School expels vampires and Alex Rider

Out with Alex Rider and in with William Brown. A leading head teacher has vetoed some of the most popular modern children’s fiction for his school library, declaring it “so simplistic, brutal or banal” that it is barely worth reading.

Among the books for 11- year-olds turned down by Andrew Halls, headmaster at King’s College School, Wimbledon, one of England’s top fee-paying schools, are fantasy novels such as Skulduggery Pleasant and Artemis Fowl; Eragon, about a boy and his dragon; the vampire-themed Twilight series; and the Percy Jackson books, about a teenager who discovers he is the de­scendant of a Greek god.

Spy books such as the Alex Rider series by Anthony Horowitz and Robert Mucha­more’s Cherub titles are also out.

Instead Halls has brought in acclaimed recent works such as The Curious Incident of the Dog in the Night-time, about a seemingly autistic boy who investigates the death of his neighbour’s dog, and Goodnight Mister Tom, about a boy who moves to the countryside during the evacuation of London in the Second World War, and classics such as Moonfleet, Lord of the Flies and the Just William series, as well as PG Wodehouse novels, the Jennings books and the Sherlock Holmes adventures.
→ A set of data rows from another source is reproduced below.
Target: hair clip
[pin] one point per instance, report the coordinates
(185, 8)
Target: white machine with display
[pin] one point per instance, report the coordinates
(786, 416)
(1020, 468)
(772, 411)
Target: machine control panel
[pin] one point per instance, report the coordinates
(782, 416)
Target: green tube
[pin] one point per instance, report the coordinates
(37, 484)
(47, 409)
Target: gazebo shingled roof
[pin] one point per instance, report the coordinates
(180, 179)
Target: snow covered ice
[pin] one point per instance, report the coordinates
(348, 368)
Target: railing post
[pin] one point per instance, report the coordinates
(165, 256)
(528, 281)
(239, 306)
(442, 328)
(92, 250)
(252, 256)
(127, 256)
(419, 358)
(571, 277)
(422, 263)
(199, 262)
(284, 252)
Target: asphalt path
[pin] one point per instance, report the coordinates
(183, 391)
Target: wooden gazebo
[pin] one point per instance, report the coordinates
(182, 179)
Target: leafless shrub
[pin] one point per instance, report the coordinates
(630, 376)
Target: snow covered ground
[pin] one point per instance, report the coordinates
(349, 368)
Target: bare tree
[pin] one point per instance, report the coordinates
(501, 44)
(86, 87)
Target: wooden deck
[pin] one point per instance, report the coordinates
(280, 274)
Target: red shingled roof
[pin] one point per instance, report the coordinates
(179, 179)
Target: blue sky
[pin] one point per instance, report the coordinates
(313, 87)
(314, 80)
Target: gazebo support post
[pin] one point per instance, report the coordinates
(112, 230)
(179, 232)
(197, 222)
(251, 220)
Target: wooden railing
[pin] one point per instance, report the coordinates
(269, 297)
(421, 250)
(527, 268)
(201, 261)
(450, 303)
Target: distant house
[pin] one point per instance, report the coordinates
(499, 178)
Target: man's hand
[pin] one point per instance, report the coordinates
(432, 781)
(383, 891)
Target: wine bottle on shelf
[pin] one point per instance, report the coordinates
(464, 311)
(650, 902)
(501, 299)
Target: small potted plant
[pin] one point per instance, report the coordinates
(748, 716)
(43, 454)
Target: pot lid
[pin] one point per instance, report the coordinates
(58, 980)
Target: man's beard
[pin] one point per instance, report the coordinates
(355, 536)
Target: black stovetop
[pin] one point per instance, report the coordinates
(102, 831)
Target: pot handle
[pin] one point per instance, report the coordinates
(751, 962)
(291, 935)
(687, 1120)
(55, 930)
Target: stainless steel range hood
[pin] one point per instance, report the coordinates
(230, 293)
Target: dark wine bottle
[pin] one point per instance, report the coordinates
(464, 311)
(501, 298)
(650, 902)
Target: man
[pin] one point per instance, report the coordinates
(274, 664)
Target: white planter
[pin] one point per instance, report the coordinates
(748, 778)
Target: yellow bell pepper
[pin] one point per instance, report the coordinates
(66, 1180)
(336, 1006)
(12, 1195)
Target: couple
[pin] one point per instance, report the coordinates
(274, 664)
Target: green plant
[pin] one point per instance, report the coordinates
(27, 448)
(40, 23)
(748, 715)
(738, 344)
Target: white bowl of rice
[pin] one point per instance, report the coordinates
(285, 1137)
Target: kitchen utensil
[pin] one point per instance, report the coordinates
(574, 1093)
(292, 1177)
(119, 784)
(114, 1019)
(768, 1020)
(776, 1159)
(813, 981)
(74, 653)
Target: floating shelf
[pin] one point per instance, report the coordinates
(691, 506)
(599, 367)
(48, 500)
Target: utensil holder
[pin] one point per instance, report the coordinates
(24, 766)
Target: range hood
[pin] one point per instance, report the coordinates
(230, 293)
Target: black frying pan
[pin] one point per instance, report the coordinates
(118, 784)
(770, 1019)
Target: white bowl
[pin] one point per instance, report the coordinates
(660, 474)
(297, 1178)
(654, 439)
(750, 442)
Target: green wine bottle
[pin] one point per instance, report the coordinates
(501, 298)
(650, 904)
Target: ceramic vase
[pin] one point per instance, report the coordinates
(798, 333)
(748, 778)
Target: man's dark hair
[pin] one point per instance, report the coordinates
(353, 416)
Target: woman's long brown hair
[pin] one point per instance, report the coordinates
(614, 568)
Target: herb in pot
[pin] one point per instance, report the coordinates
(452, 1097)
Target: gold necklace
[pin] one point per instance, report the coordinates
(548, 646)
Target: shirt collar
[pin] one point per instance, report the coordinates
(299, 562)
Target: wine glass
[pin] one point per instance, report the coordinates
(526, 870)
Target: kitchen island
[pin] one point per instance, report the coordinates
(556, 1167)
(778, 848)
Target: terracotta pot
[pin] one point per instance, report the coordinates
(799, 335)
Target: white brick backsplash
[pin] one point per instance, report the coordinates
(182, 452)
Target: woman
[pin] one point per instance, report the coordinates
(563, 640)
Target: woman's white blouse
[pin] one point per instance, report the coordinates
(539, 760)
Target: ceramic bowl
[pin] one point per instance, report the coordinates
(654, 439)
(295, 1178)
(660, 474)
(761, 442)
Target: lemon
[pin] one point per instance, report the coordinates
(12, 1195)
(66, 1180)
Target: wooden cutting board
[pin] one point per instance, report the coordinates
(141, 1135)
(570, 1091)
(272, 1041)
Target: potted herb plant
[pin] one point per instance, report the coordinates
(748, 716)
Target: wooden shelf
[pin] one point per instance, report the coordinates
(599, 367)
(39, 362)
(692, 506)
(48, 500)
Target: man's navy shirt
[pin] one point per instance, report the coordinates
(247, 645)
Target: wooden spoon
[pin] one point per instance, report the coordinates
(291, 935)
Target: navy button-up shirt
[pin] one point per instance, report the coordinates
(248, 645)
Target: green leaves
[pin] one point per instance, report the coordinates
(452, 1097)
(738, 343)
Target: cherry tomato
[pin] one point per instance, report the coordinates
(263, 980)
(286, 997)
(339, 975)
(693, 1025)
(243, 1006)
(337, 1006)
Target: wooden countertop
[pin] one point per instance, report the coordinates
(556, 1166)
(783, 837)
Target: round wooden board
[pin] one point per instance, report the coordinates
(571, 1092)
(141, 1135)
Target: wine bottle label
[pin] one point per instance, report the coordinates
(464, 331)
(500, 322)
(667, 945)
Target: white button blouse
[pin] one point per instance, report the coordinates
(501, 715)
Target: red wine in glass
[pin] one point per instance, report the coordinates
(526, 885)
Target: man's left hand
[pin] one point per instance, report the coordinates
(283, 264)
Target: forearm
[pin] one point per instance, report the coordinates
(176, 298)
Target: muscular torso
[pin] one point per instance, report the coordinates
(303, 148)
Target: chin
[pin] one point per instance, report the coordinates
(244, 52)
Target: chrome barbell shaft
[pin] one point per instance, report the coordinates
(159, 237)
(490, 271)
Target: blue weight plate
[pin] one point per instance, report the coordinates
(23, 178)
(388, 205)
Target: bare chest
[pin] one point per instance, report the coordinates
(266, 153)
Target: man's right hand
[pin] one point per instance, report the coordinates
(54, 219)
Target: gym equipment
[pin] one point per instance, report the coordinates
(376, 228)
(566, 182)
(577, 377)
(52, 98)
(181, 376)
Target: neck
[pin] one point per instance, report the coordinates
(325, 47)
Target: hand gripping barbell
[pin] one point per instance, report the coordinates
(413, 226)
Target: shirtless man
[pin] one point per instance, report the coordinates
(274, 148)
All, said Halls, are about complex characters leading be­­lievable lives. From their interactions and choices, he said, children can learn to understand and interpret people’s motives and feelings.

“I do think there are bad books,” Halls said. “Or, at least, books that are so simplistic, brutal or banal they are barely worth reading . . . recent re­search has suggested that read­ing books of a high literary quality has a direct impact on people’s capacity for empathy, and that’s one reason I am doing this.”

Halls’s drive to replace “bad” books with “high-quality” literature comes after studies that have revealed a growing em­pathy gap between the modern generation of digital natives and their predecessors. One study of 14,000 young people who started college after 2000 suggested they had 40% less empathy than their counterparts 20 or 30 years ago.

“Reading is an absolutely central part of what makes us human. More than computer games, TV or films, it helps create empathy, because when you read a book you use your imagination to become the character; you enter their mindscape,” Halls said.

“That is not just plot, plot, plot, but a slow opening-up of characters and their relationships, their arguments and how they resolve them. All the things that happen in real life, as opposed to decapitating zombies or staking vampires: those things do not happen.”

Halls also highlighted a survey from last month, which showed that, left to their own devices, 13 to 16-year-olds were reading books three years younger than their read­ing age. “There comes a point where just reading anything isn’t good enough,” he said.

One fantasy series to make it into the 300 books Halls has added to his library is Harry Potter, which he de­scribed as “full of imagination and real character development, not to mention humour and pathos”.

In contrast, he said, Horowitz’s Alex Rider series, about a teenage spy, was “monochrome and limiting”. “After you have read 12 of those books your mind has not grown. I like to think of good children’s literature as like slow food — it takes more effort and time, but it is more nuanced, more nourishing and more memorable.”

Horowitz said he was “amused to see that Mr Grad-grind is alive and well in the 21st century”. He added that Halls “should have more confidence in the ability of children to find the books they enjoy and which inspire them — and perhaps rather less in his ability to dictate their tastes.”